Rabindranath Tagore envisioned an education that was deeply rooted in one’s immediate surroundings but connected to the cultures of the wider world, predicated upon pleasurable learning and individualised to the personality of the child. He felt that a curriculum should revolve organically around nature with classes held in the open air under the trees to provide for a spontaneous appreciation of the fluidity of the plant and animal kingdoms, and seasonal changes.

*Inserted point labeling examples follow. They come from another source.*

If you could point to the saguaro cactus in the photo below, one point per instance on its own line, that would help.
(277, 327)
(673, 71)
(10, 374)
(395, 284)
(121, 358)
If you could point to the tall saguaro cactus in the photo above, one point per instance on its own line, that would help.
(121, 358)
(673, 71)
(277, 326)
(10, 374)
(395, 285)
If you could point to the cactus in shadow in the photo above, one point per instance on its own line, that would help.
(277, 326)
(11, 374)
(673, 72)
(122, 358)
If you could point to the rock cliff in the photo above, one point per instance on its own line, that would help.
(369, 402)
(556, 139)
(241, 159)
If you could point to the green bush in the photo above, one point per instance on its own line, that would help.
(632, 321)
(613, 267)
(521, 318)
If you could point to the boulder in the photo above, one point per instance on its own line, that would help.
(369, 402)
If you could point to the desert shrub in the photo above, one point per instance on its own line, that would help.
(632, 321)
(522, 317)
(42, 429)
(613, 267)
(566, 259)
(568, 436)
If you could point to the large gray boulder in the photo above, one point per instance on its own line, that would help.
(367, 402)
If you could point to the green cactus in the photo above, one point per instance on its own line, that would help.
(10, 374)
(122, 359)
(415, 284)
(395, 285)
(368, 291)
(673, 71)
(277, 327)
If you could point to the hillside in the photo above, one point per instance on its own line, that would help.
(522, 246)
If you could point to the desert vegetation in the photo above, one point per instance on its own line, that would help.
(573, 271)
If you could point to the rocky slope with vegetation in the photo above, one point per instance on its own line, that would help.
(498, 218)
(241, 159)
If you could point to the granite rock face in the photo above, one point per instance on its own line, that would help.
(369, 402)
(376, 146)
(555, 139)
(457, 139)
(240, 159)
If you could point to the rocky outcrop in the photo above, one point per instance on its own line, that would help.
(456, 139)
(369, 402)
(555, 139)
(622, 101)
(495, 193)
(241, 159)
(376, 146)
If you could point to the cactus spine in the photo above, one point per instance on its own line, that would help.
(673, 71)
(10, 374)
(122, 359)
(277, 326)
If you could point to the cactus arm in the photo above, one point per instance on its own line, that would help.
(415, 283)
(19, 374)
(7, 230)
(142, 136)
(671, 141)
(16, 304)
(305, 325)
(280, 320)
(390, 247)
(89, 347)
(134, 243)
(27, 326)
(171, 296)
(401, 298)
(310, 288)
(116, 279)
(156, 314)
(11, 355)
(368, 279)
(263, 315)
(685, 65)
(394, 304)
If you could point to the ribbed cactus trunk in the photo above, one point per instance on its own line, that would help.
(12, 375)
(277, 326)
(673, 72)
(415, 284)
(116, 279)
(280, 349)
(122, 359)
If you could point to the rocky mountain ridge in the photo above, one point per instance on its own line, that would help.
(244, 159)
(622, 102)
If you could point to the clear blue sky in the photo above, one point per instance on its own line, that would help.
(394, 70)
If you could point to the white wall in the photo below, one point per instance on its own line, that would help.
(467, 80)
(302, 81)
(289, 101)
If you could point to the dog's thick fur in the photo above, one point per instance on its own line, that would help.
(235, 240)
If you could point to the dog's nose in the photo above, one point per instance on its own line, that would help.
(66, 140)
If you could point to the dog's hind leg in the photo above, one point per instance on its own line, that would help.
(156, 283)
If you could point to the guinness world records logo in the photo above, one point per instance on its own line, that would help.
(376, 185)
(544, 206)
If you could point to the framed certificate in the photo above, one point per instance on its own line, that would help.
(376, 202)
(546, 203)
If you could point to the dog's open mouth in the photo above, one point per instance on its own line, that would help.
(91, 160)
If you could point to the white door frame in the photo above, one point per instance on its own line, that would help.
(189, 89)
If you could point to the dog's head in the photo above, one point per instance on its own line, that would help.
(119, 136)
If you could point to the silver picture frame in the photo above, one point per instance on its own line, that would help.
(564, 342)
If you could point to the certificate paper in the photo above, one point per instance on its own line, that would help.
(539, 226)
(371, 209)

The liberal arts (Latin: artes liberales) are those subjects or skills that in classical antiquity were considered essential for a free person (Latin: liberal, "worthy of a free person") to know in order to take an active part in civic life, something that (for Ancient Greece) included participating in public debate, defending oneself in court, serving on juries, and most importantly, military service. Grammar, rhetoric, and logic were the core liberal arts, while arithmetic,geometry, the theory of music, and astronomy also played a (somewhat lesser) part in education. In modern times, liberal arts education is a term that can be interpreted in different ways. It can refer to certain areas of literature, languages, art history, music history, philosophy, history, mathematics, psychology, and science. It can also refer to studies on a liberal arts degree program. For example, Harvard University offers a Master of Liberal Arts degree, which covers biological and social sciences as well as the humanities. For both interpretations, the term generally refers to matters not relating to the professional, vocational, or technical curricula. ~ Wikipedia
Education is freedom with responsibility, and this is only possible when our minds are free, we learn to delve deep within and think how each of our actions will affect the people around us. My favourite poem is that of Tagore, and this is what the whole liberal arts philosophy is all about:
Where the mind is without fear and the head is held high
Where knowledge is free
Where the world has not been broken up into fragments
By narrow domestic walls
Where words come out from the depth of truth
Where tireless striving stretches its arms towards perfection
Where the clear stream of reason has not lost its way
Into the dreary desert sand of dead habit
Where the mind is led forward by thee
Into ever-widening thought and action
Into that heaven of freedom, my Father, let my country awake
The world today feels the need for liberal arts education much more than professional, vocational, or technical curricula. East scores over west as historically east has been the cradle of civilisations and culture, the west today looks to the east for traditions and learning from the spiritual past. Education must be beyond simple experiments and research and should work to build our spiritual quotient.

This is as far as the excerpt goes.